Stock is a term interchangeably used with share or equity, but it is a portion of a company or business in exchange for which companies raise funds to run.

The stocks of a company are usually traded/exchanged for money at a stock exchange where the company is listed, or the companies or businesses raise money for the first time by offering stocks by issuing an IPO (Initial Public Offering).

In finance, a stock represents a share in the ownership of a company and constitutes a claim on the part of the company’s assets and earnings. There are two main types of stock: common stock and preferred stock.

Common stock represents ownership in a company and provides the holder with voting rights and the potential to receive dividends. Shareholders of common stock are also known as equity holders. The value of a common stock is determined by the overall financial performance of the company and the general economic conditions.

Preferred stock is a type of stock that has a higher claim on assets and earnings than common stock but typically has no voting rights. Preferred stockholders are paid dividends before common stockholders and in the event of a liquidation, preferred stockholders will be paid before common stockholders. The value of the preferred stock is usually more stable than common stock and is generally considered less risky.
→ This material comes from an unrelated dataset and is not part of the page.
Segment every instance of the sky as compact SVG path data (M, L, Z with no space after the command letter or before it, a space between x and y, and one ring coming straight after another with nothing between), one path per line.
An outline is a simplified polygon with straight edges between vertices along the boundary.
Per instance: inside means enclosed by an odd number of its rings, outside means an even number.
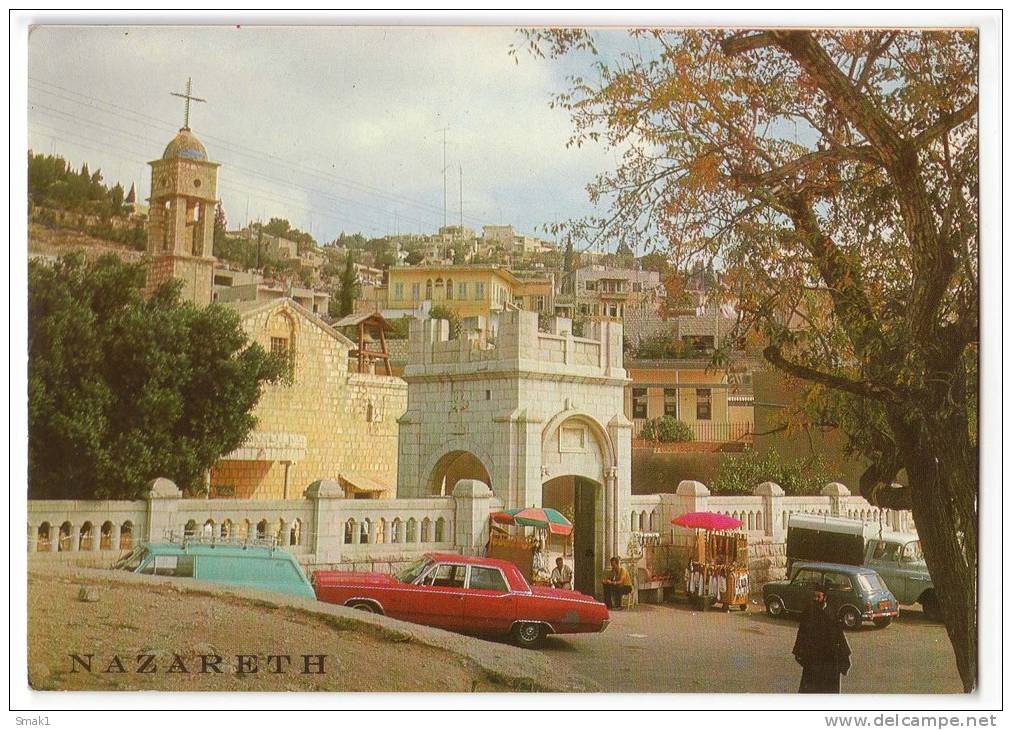
M595 35L607 55L631 43ZM170 92L192 77L206 103L193 104L190 127L222 165L230 228L279 216L320 242L434 233L446 128L447 223L462 210L478 231L509 223L538 235L601 212L585 188L613 153L567 148L569 115L549 107L591 61L535 59L512 28L38 26L29 146L147 197L147 162L183 125Z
When a company wants to raise money, it can issue stock to the public in an initial public offering (IPO). After the IPO, the stock can be traded on a stock exchange, such as the NYSE or NASDAQ, BSE, or NSE. The price of the stock fluctuates based on supply and demand and is influenced by a variety of factors such as the company's financial performance, industry trends, and overall economic conditions.

Buying stocks is a way of investing in a company with the hope that the value of the stock will increase over time, and the investors can sell the stock at a higher price than they bought it for, resulting in a capital gain.